This homework is due Monday March 4 at midnight 11:59pm Pacific timezone. Feel free to use Excel or Python for solutions to these problems. You can attach any code or screenshots of excel spreadsheets at the end of your pdf.

1.   Consider a two-server queueing system, where the customers arriving into the system join a single queue, wait for their turn, receive service from either one of the two servers and leave the system. The first server is faster than the second one. If an arriving customer finds both servers available, then it uses the first server. Otherwise, it simply uses whichever server is available. We are interested in simulating the behavior of this system with the intention of estimating

. the proportion of time that the first server is busy;

. the proportion of time both servers are busy; and

. the proportion of time that there are one or more customers in the queue over the first 100 minutes.

The interarrival times for the customers are exponentially distributed with mean 0.5 minutes. The service times at the first server are exponentially distributed with mean 0.8 minutes and the service times at the second server are exponentially distributed with mean 0.9 minutes. We assume that the queue can accommodate infinite number of customers and the system starts empty.

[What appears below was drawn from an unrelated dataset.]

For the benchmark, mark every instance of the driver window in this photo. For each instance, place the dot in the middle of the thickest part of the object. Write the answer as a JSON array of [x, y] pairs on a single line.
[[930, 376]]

a)  Draw a diagram of this two-server queue.

b)  Describe the state of the system and the events that change the state of the system.

c)  Write precise pseudo code that describes how different events change the state of the system and what other events are scheduled in response.

d)  Use a worksheet to manually simulate the system over  10 minutes. For the interarrival times, use the sequence 1.3, 1.1, 0.6, 1.5, 2.2, 1.1, 0.5, 0.7, 0.1, 1.4, 1.2, 1.4, 1.4, 1.2, 2.1. For the service times at the first server, use the sequence 2.1, 1.3, 0.9, 1.4, 1.2, 2.1, 2.2. For the service times at the second server, use the sequence 2.2, 1.6, 1.1, 1.7, 2.1, 1.3, 0.9. If you run out of interarrival and service times, then make up your own. Make sure that you compute the statistics of interest in your manual simulation. Use appropriate variables to compute the statistics “on the fly” rather than finishing the whole simulation and looking at the whole worksheet later. Clearly report the final statistics.

e)  Write a computer program that simulates the two-server queueing system with the probability distributions given above. Turn in your (commented) computer program. Make sure that your computer program computes the statistics of interest. Run your computer program 20 times and use the output from the 20 runs of the simulation to construct estimates and confidence intervals for the statistics of interest.